I don't know if anyone who writes books really knows where the ideas come from.  Suddenly one day something will pop into my head - a line of dialogue, a name, an image, and from there on it's one inevitable HobNob after another until everything slots together into a form that is more or less book-like.  I don't really do 'drafts' either, I just sort of point myself at the page and keep going, if something doesn't work then I go back to the place at which it stopped working and do something else or rework it until it damn well does as it's told.  This means that sometimes I have to go right back to the beginning of the book and change something (the interconnectedness of all things in books means that one small thread that started to go awry in chapter three is wiggling catastrophically around and flailing characters to death by chapter ten, and must be stopped). I know other writers just put a note in the margin at this point, write on, and then go back and change things when they've finished, but this is as alien behaviour to me as ironing tea towels or hoovering behind the fridge. I have to go and put it right before I get to the end.

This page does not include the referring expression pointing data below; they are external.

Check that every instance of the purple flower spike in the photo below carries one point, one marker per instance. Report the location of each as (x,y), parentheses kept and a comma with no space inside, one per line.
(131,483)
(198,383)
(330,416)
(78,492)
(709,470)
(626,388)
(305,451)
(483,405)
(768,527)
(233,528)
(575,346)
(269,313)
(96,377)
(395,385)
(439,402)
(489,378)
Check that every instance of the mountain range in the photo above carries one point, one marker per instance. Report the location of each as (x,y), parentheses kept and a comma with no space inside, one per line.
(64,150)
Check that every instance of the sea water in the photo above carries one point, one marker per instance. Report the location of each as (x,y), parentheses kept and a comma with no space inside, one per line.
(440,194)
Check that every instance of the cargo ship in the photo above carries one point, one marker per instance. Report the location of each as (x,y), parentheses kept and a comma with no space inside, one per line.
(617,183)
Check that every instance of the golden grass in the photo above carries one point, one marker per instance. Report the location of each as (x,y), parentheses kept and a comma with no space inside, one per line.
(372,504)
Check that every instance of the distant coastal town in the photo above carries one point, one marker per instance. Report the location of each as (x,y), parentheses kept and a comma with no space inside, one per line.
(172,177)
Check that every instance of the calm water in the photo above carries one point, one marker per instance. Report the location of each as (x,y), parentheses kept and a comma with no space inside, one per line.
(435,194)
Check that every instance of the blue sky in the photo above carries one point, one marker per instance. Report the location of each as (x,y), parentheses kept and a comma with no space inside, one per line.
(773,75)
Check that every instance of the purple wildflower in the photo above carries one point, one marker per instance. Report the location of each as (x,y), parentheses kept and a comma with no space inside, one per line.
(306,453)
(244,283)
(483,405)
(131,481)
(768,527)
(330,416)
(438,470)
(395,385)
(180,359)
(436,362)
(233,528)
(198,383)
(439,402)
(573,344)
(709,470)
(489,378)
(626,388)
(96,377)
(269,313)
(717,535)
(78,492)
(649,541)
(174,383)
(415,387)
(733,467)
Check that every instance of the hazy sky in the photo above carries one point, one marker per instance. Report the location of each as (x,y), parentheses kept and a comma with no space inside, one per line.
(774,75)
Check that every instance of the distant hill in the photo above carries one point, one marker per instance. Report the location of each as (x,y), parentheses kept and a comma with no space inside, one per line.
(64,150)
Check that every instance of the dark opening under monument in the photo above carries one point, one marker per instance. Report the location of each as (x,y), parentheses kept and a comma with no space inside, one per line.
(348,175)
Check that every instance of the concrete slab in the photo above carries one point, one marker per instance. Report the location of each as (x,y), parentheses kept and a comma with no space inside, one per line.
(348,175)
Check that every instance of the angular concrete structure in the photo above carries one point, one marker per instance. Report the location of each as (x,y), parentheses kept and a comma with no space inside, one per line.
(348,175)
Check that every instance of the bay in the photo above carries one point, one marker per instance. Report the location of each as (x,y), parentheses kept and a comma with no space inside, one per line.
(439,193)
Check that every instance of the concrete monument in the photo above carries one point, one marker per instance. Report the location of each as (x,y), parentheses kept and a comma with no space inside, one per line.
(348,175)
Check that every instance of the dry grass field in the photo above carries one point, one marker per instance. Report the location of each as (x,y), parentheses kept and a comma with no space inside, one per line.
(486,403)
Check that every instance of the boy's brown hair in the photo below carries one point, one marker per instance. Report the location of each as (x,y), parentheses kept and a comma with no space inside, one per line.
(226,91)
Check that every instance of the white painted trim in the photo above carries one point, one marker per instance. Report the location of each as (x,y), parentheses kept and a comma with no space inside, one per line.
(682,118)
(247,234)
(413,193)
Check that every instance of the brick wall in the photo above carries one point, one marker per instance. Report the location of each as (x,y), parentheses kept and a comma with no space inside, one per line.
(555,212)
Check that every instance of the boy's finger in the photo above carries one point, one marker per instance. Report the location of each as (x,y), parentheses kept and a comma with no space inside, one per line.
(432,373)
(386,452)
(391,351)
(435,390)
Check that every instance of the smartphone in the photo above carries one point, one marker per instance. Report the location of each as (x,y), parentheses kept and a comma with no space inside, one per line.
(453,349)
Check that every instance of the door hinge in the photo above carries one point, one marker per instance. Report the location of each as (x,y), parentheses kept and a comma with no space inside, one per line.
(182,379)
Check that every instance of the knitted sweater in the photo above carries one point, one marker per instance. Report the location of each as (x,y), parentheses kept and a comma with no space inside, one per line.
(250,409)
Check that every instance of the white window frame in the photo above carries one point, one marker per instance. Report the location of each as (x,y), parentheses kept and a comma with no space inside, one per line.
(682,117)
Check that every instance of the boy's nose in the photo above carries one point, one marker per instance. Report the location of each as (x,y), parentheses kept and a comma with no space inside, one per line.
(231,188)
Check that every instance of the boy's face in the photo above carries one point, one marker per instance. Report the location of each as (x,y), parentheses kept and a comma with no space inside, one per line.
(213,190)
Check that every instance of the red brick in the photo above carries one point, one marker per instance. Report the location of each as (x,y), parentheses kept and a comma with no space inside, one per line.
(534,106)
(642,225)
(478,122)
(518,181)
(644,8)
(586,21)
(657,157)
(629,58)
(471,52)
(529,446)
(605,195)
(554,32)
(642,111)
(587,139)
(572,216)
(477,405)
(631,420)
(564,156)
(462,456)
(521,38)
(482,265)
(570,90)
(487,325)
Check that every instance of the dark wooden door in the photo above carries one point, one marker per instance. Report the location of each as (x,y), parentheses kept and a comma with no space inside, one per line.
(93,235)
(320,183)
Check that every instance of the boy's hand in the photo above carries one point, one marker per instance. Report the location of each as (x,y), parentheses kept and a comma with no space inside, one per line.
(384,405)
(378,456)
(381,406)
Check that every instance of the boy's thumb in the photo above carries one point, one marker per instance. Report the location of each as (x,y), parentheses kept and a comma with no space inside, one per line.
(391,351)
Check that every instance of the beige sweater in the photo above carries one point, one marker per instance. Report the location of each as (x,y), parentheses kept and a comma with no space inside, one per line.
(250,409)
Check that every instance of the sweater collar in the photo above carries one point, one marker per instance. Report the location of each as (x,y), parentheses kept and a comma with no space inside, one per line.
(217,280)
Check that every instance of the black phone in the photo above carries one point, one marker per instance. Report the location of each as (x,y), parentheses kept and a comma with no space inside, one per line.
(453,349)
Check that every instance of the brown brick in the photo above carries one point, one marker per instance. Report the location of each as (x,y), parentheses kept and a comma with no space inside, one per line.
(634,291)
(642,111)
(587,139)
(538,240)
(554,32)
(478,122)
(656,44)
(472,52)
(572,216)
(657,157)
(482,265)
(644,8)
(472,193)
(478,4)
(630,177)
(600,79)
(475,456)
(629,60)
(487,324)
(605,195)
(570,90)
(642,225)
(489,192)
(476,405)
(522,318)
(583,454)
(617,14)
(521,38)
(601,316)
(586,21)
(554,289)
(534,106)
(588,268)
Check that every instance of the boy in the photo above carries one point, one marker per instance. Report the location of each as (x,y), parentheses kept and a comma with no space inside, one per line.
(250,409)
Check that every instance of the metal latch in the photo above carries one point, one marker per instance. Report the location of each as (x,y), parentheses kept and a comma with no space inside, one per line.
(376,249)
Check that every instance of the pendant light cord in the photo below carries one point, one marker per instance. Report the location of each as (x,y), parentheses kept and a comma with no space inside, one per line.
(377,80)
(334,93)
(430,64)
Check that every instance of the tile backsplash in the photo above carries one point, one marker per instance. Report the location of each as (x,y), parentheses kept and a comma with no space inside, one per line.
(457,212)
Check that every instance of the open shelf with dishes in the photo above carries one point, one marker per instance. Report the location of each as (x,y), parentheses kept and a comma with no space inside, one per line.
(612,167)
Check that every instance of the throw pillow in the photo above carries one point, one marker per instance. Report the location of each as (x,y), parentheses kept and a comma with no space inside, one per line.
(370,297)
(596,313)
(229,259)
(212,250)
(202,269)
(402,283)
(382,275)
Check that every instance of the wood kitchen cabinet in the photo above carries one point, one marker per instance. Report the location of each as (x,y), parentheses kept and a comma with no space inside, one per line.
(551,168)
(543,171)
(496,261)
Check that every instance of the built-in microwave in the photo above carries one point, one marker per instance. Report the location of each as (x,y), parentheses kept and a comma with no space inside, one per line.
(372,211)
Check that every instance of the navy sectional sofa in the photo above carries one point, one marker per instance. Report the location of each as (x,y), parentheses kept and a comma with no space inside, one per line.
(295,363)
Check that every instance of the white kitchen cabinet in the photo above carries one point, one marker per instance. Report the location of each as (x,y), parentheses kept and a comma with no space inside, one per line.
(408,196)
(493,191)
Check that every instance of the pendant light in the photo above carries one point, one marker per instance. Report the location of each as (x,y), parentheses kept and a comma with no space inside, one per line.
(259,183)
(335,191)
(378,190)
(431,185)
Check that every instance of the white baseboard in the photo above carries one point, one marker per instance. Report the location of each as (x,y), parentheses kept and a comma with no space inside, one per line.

You know things are going wrong when you have to eat ten HobNobs before you can move on
It's also fairly common for books to sort of peter out towards the end, so I quite often write a quick ending in, just to get it out of the way and be able to say 'I've finished!', and then sneak back some weeks later and write a 'proper' end.  Having written lots of plot-lines and intriguing characters and twists and turns, I sometimes finish on a 'and then something happened and someone died and it was all a dream and the bad guy went away and they all got married and lived happily ever after.  Oh, and the aliens weren't aliens at all, and it wasn't a real ghost, and the dog came back.. oh yes, and the next door neighbour was behind it all. The End'.  Some time later I have to go back and finish it all properly.
But then, sometimes it really *was* the old janitor in a rubber mask... 
If anyone is interested, Rhoda Baxter and I are holding another workshop, courtesy of Write Stars on 22 May in York, should you fancy coming along and hearing a rather more sensible way of going about your writing....

5 comments:

Anita Davison said...

Nice post Jane, I love twists and turns in my plots too and I love your HobNob addiction - BTW-I voted down the one star review on 'I Don't Want to Talk About it' You could write a shopping list that wouldn't deserve that - it wasn't even specific and could have been about any book - if they can't be positive why bother? It's just spiteful.

Joanna (Lazuli Portals) said...

Fabulous post, Jane! I don't have the HoNob issue but I think my approach to my first draft is rather similar to yours. And those threads which snag and pull the whole thing to shreds, yes, yes, yes, I can't go on if they're making things untidy and creating havoc. I really do love your writing and blogging 'voice' - I even read this post aloud to my husband! :P

Jane Lovering said...

Thanks Anita! To be honest, i think that 1* review was written by someone with a grudge against Choc Lit rather than me personally, since the review was, as you say, so unspecific as to be useless. But thank you for the downvote, and I'm glad you agree with the HobNobs!

Joanna - I think there must be a lot of people who write like we do. I mean, it can't just be us, can it? Can it???

Rhoda Baxter said...

I just write stuff and move it around at the end. It does mean re-writing the ending (and sometimes the beginning) a lot of the time. I usually have a beginning, a vague idea of an ending and have to write the bit in between to find out what happens.

I have been known to write scenes out of sequence. *passes Jane a nice, calming Hobnob*

Chris Stovell said...

I've got wiggly, wriggly bits everywhere - in my WIP, that is and they're currently overwhelming me so I've got some serious smiting of scary bits to do!